13. A method for automatic speech classification as claimed in claim 12, wherein the evaluating also includes evaluating the average general speech likelihood score per frame against the average digit speech likelihood score per frame to provide the utterance type.

14. A method for automatic speech classification as claimed in claim 13, wherein the performing general speech recognition identifies a maximum general broad likelihood frame score of the utterance waveform.

15. A method for automatic speech classification as claimed in claim 14, wherein the performing digit speech recognition provides a maximum digit broad likelihood frame score of the utterance waveform.

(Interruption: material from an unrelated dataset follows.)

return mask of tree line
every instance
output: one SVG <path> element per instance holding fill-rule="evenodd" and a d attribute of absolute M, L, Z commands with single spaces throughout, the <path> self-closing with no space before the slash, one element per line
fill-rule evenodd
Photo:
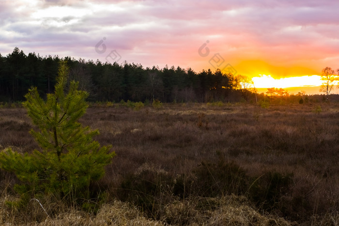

16. A method for automatic speech classification as claimed in claim 15, wherein evaluating also includes evaluating the maximum general broad likelihood frame score against the maximum digit broad likelihood frame score to provide the utterance type.

17. A method for automatic speech classification as claimed in claim 16, wherein the performing general speech recognition identifies a minimum general broad likelihood frame score of the utterance type.

18. A method for automatic speech classification as claimed in claim 17, wherein the performing digit speech recognition provides a minimum digit broad likelihood frame score of the utterance type.

19. A method for automatic speech classification as claimed in claim 18, wherein the evaluating also includes evaluating the minimum general broad likelihood segment score against the minimum general broad likelihood segment score to provide the utterance type.

20. A method for automatic speech classification as claimed in claim 19, wherein the evaluating is performed by a classifier trained on both digit strings and text strings.

21. A method for automatic speech classification as claimed in claim 3, wherein the response includes a control signal for activating a function of the device.

22. A method for automatic speech classification as claimed in claim 21, wherein the response includes a telephone number dialing function when the utterance type is identified as a digit string, wherein the digit sting is a telephone number.